This section shows the implicit method of thermal transfering with FDE.

Problem background⚓︎

Think about the 2D case. Considering the continuum of the whole wall material, heat conduction is the major way to transfer heat. We use heat diffusion as our heat conduction method. Assuming that \(X\) is the domain of a 2D plane, \(T\) is the temperature at point \(p\), and \(\alpha\) is the thermal diffusivity, then we have the Equation:

\[ \begin{equation} \frac{\partial T}{\partial t} = \alpha \Delta T(p) = \alpha\left(\frac{\partial^2 T}{\partial x^2}+\frac{\partial^2 T} {\partial y^2}\right),\quad \forall p=(x,y)\in X \label{eq:thermal_diffuse} \end{equation} \]

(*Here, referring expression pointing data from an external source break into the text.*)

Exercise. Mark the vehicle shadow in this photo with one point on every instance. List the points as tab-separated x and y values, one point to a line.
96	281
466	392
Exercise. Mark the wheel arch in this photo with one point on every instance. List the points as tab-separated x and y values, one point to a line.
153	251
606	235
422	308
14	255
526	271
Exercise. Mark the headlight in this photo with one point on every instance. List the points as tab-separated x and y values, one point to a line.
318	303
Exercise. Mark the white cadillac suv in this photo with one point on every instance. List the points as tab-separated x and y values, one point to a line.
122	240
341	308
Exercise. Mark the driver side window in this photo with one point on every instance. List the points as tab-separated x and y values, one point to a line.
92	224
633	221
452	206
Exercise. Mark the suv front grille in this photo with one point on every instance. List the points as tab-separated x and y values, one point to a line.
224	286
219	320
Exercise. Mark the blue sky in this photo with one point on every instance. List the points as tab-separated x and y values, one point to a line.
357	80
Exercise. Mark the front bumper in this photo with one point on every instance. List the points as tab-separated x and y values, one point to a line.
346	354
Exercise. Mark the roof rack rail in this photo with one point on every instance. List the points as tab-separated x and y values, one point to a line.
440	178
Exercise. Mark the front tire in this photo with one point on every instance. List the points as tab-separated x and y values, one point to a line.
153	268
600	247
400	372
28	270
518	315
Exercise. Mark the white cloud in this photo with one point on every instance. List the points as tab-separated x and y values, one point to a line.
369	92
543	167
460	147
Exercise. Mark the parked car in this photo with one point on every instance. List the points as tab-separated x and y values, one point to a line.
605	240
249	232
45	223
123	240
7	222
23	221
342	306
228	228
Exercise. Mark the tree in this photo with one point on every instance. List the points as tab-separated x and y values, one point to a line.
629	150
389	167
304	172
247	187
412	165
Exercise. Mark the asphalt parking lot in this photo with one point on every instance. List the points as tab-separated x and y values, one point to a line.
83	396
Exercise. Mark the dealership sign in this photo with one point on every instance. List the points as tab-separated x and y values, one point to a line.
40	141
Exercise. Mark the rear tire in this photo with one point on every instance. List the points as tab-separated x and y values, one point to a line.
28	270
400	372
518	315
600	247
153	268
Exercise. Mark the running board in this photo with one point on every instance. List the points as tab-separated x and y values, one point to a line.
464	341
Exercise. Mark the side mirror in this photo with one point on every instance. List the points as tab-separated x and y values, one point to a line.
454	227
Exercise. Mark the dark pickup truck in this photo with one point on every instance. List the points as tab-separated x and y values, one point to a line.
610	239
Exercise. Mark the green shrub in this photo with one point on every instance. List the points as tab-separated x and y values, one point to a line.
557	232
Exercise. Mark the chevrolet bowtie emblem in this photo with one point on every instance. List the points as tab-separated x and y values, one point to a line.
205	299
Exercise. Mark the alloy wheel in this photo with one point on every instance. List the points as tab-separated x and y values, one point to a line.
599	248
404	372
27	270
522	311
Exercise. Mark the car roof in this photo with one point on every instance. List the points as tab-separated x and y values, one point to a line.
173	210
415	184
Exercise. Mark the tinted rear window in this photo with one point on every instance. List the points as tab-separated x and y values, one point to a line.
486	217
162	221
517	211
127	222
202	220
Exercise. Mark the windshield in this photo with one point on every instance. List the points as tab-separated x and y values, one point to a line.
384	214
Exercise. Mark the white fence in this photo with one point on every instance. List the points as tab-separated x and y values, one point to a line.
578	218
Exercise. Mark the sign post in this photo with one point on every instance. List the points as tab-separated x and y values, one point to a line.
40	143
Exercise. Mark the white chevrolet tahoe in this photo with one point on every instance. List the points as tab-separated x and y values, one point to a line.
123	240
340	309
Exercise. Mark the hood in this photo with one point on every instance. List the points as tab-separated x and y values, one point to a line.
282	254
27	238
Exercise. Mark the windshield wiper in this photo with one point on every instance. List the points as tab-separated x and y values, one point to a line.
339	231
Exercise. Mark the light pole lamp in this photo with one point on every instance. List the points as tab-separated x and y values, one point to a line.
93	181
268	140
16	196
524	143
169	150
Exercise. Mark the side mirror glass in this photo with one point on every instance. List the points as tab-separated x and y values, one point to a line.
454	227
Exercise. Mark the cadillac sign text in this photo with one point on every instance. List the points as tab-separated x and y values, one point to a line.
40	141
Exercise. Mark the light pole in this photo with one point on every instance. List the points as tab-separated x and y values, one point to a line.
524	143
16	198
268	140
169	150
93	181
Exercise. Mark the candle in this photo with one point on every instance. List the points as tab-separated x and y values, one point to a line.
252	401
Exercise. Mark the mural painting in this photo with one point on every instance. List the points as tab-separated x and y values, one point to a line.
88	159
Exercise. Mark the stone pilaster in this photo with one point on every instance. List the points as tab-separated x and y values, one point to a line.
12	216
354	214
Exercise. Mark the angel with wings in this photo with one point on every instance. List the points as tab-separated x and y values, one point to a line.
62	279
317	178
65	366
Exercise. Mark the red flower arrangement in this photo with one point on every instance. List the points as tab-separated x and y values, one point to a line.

Take \(f(p)\) as a function relates to point \(p\), which we set is as a constant function. Dirichlet boundary condition is:

\[ \begin{equation} \left\{ \begin{array}{ll} \Delta T(p) =0,\quad\forall p\in X \\ \\ T(p) =f(p),\quad\forall p\in \partial X \end{array} \right. \label{eq:Dirichlet_boundary_condition} \end{equation} \]

Neumann boundary condition is:

\[ \begin{equation} \left\{ \begin{array}{ll} \Delta T(p) =0,\quad\forall p\in X \\ \\ \dfrac{\partial T(p)}{\partial n} =f(p),\quad\forall p\in \partial X \end{array} \right. \label{eq:Neumann_boundary_condition} \end{equation} \]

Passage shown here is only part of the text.